In this article, learn how to generate captions using AI enrichment and a skillset. Images often contain useful information that's relevant in search scenarios. You can vectorize images to represent visual content in your search index. Or, you can use AI enrichment and skillsets to create and extract searchable text from images.

The Chat Completion skill (preview) can generate a description of each image in your data source, and the indexer pushes that description into a search index. To view the descriptions, run a query that includes them in the response.

Prerequisites

To work with image content in a skillset, you need:

  • A supported data source. We recommend Azure Storage.
  • Files or blobs containing images.
  • Read access to the supported data source. This article uses key-based authentication, but indexers can also connect using the search service identity and Microsoft Entra ID authentication. For role-based access control, assign roles on the data source to allow read access by the service identity. If you're testing on a local development machine, make sure you also have read access on the supported data source.
  • A search indexer, configured for image actions.
  • A skillset with the Chat Completion skill.
  • A search index with fields to receive generated text output, plus output field mappings in the indexer that establish the associations.
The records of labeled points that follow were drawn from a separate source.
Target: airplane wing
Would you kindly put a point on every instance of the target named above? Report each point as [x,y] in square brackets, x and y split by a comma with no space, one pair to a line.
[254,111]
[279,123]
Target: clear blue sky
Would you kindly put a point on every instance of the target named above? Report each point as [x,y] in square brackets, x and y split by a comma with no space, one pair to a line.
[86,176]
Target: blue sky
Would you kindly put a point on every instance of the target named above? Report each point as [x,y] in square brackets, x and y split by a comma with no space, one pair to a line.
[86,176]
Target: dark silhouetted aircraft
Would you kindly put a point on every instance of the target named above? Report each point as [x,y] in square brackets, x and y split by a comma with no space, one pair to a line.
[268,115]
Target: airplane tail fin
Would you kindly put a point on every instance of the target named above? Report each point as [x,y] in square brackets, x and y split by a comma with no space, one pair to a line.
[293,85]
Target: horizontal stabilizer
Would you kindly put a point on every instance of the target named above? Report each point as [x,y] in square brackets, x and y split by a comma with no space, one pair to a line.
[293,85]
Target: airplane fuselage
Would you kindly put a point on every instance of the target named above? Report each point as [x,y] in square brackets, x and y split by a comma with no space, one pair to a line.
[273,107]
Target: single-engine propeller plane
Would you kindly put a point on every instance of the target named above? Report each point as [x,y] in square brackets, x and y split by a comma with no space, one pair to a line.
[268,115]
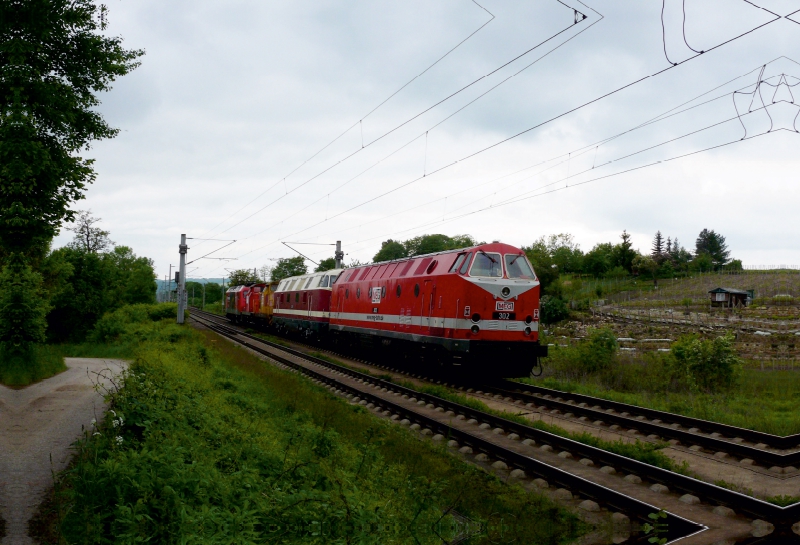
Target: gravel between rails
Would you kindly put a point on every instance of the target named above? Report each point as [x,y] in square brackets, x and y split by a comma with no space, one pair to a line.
[36,422]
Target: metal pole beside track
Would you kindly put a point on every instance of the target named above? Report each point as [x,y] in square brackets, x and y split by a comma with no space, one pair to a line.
[181,295]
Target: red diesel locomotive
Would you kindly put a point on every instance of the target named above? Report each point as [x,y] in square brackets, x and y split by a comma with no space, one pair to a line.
[301,304]
[474,307]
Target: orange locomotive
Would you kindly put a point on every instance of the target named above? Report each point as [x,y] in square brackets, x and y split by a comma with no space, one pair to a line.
[477,307]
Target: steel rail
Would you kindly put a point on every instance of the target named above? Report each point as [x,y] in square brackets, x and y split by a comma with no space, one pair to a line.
[678,527]
[782,517]
[661,429]
[774,441]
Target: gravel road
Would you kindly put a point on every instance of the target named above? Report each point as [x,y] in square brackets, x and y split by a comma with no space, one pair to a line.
[36,422]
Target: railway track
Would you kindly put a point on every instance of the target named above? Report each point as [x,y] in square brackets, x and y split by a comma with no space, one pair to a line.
[779,456]
[513,445]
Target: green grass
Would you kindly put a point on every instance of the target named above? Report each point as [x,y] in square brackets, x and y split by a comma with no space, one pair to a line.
[207,443]
[776,410]
[44,362]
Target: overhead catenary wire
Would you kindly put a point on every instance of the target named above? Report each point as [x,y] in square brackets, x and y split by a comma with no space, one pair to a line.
[655,74]
[525,195]
[557,189]
[775,17]
[664,115]
[379,138]
[374,109]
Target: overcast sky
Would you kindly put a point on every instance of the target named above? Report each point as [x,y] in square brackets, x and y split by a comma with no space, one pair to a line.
[229,127]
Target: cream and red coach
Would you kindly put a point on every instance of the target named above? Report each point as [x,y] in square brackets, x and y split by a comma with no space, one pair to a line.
[477,307]
[301,304]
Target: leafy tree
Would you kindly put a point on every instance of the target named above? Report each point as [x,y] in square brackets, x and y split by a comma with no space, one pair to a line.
[241,277]
[598,351]
[289,266]
[546,271]
[390,249]
[326,265]
[680,256]
[553,309]
[264,273]
[88,237]
[97,283]
[624,252]
[658,247]
[565,252]
[646,265]
[713,244]
[734,265]
[212,289]
[708,365]
[54,59]
[598,261]
[428,244]
[702,263]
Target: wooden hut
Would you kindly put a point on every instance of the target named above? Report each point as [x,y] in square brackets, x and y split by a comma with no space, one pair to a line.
[728,297]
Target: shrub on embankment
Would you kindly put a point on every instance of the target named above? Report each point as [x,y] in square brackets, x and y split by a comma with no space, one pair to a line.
[207,443]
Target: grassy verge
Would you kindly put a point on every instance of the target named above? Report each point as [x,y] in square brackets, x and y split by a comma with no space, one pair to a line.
[207,443]
[44,362]
[777,392]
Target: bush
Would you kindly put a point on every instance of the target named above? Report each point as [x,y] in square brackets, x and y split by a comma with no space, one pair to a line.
[206,443]
[123,320]
[707,365]
[598,352]
[553,309]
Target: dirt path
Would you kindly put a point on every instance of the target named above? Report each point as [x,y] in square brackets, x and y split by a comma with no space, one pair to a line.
[37,422]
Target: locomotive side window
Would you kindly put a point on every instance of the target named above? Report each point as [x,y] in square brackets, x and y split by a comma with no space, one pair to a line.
[458,262]
[487,264]
[422,266]
[465,266]
[517,266]
[406,268]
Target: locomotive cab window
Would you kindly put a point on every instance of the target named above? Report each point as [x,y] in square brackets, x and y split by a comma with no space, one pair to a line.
[459,260]
[517,266]
[487,264]
[465,266]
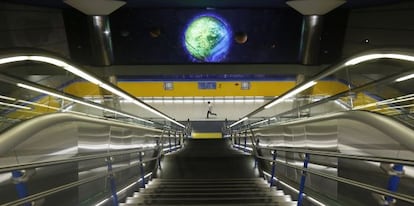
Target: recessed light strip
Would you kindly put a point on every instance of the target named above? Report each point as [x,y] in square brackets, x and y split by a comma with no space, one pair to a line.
[15,106]
[79,101]
[7,98]
[87,77]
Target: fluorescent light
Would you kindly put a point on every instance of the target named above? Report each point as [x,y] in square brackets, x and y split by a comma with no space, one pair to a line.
[39,105]
[42,91]
[291,94]
[7,98]
[405,78]
[263,121]
[79,101]
[49,60]
[13,59]
[369,57]
[341,104]
[83,75]
[15,106]
[238,122]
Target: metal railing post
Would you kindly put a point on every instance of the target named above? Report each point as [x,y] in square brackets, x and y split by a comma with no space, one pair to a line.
[245,141]
[141,167]
[273,167]
[112,181]
[303,179]
[394,181]
[169,141]
[21,187]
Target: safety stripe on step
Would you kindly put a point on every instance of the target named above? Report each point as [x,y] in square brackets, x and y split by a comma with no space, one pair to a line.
[206,135]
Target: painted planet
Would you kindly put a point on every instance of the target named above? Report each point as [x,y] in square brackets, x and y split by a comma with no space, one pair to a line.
[207,39]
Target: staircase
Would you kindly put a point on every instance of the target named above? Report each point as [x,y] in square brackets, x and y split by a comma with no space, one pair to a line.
[208,172]
[204,192]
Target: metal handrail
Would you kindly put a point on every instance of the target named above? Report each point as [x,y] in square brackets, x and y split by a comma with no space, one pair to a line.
[79,182]
[346,156]
[75,184]
[64,161]
[368,187]
[400,196]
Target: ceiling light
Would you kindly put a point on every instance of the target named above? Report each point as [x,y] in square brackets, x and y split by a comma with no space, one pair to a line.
[15,106]
[13,59]
[410,76]
[7,98]
[369,57]
[291,94]
[83,75]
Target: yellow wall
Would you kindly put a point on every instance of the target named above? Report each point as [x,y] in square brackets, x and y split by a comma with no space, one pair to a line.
[190,89]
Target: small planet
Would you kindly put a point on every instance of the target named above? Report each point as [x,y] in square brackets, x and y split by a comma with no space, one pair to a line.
[155,32]
[240,37]
[207,39]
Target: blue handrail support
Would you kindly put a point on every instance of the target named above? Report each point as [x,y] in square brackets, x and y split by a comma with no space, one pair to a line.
[303,179]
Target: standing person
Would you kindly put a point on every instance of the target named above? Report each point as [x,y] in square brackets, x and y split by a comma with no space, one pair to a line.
[210,110]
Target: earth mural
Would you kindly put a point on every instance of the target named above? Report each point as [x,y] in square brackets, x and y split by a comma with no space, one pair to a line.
[207,39]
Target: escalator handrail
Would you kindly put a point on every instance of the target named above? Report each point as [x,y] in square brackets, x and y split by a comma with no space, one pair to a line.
[399,132]
[10,138]
[407,162]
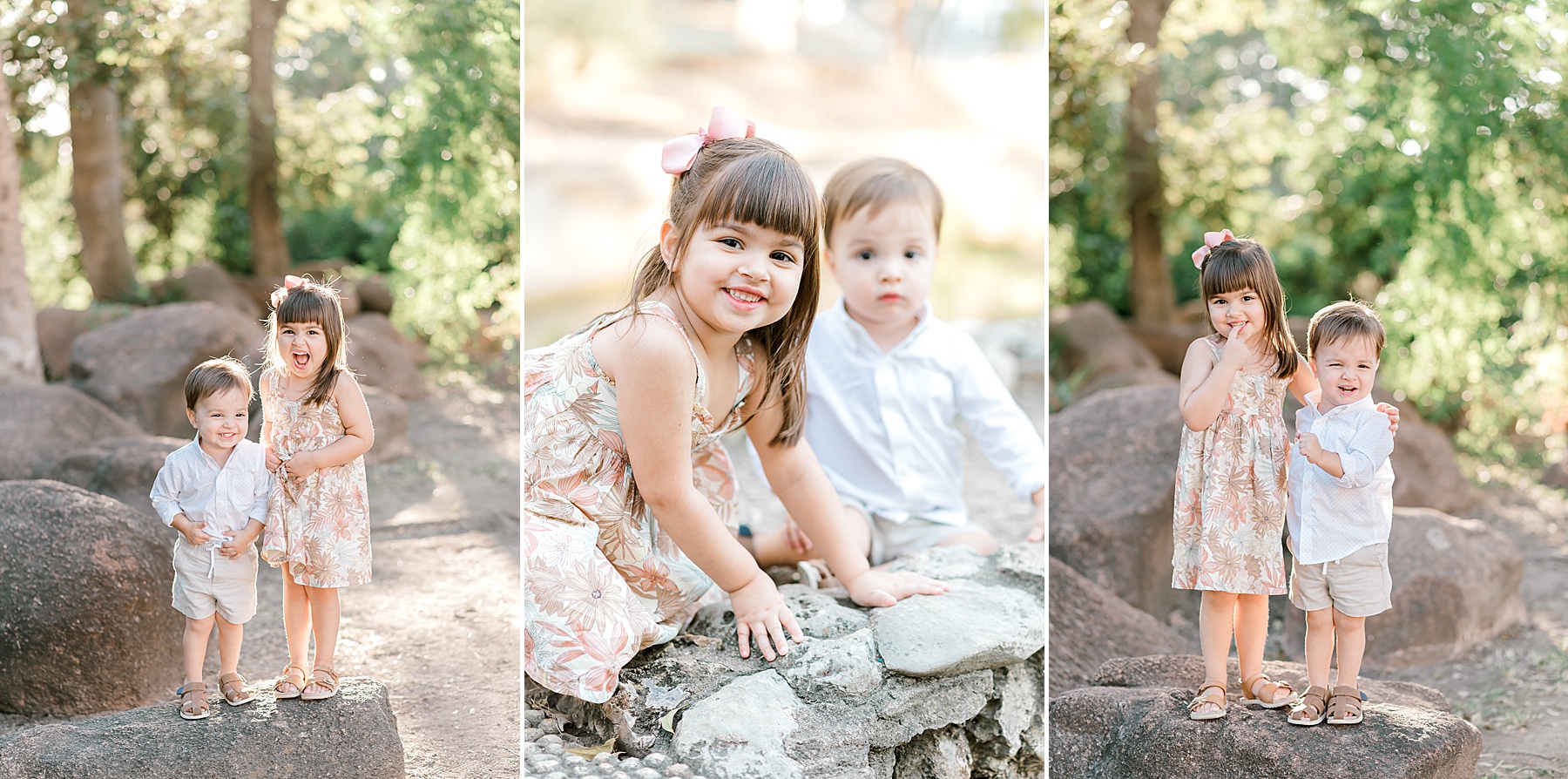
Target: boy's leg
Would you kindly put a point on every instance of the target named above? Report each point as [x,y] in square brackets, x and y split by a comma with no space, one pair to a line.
[323,621]
[1215,615]
[196,633]
[1352,639]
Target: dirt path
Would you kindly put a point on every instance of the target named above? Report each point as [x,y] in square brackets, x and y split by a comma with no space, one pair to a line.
[1515,688]
[439,621]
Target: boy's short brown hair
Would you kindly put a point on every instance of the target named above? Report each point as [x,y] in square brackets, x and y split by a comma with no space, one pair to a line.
[213,376]
[875,182]
[1341,322]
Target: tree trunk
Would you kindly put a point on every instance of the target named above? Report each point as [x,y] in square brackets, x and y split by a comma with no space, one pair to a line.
[268,248]
[19,358]
[1150,288]
[98,188]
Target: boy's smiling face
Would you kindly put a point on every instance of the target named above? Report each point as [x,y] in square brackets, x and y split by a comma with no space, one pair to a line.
[1346,370]
[883,259]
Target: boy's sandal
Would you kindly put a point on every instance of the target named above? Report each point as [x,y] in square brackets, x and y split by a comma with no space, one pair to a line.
[193,701]
[1270,687]
[1211,698]
[290,673]
[234,688]
[328,682]
[1308,708]
[1344,706]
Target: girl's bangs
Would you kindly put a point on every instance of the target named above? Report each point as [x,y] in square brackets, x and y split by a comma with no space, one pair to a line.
[766,190]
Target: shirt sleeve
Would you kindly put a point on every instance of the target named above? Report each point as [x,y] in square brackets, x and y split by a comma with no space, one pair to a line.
[166,491]
[1366,451]
[1004,431]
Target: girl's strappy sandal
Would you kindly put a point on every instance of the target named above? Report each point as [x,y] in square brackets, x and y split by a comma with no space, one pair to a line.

Optionally, you can define projections to accept image-analyzed output into a knowledge store for data mining scenarios.

Configure indexers for image processing

After the source files are set up, enable image normalization by setting the imageAction parameter in the indexer configuration. Image normalization helps make images more uniform for downstream processing. Image normalization includes the following operations:

  • Large images are resized to a maximum height and width to make them uniform.
  • For images that have metadata that specifies orientation, image rotation is adjusted for vertical loading.

Note that enabling imageAction (setting this parameter to other than none) will incur an additional charge for image extraction according to Azure AI Search pricing.

  1. Create or update an indexer to set the configuration properties:

    {
      "parameters": {
        "configuration": {
          "dataToExtract": "contentAndMetadata",
          "parsingMode": "default",
          "imageAction": "generateNormalizedImages"
        }
      }
    }
    
  2. Set dataToExtract to contentAndMetadata (required).

  3. Verify that the parsingMode is set to default (required).

    This parameter determines the granularity of search documents created in the index. The default mode sets up a one-to-one correspondence so that one blob results in one search document. If documents are large, or if skills require smaller chunks of text, you can add the Text Split skill that subdivides a document into paging for processing purposes. But for search scenarios, one blob per document is required if enrichment includes image processing.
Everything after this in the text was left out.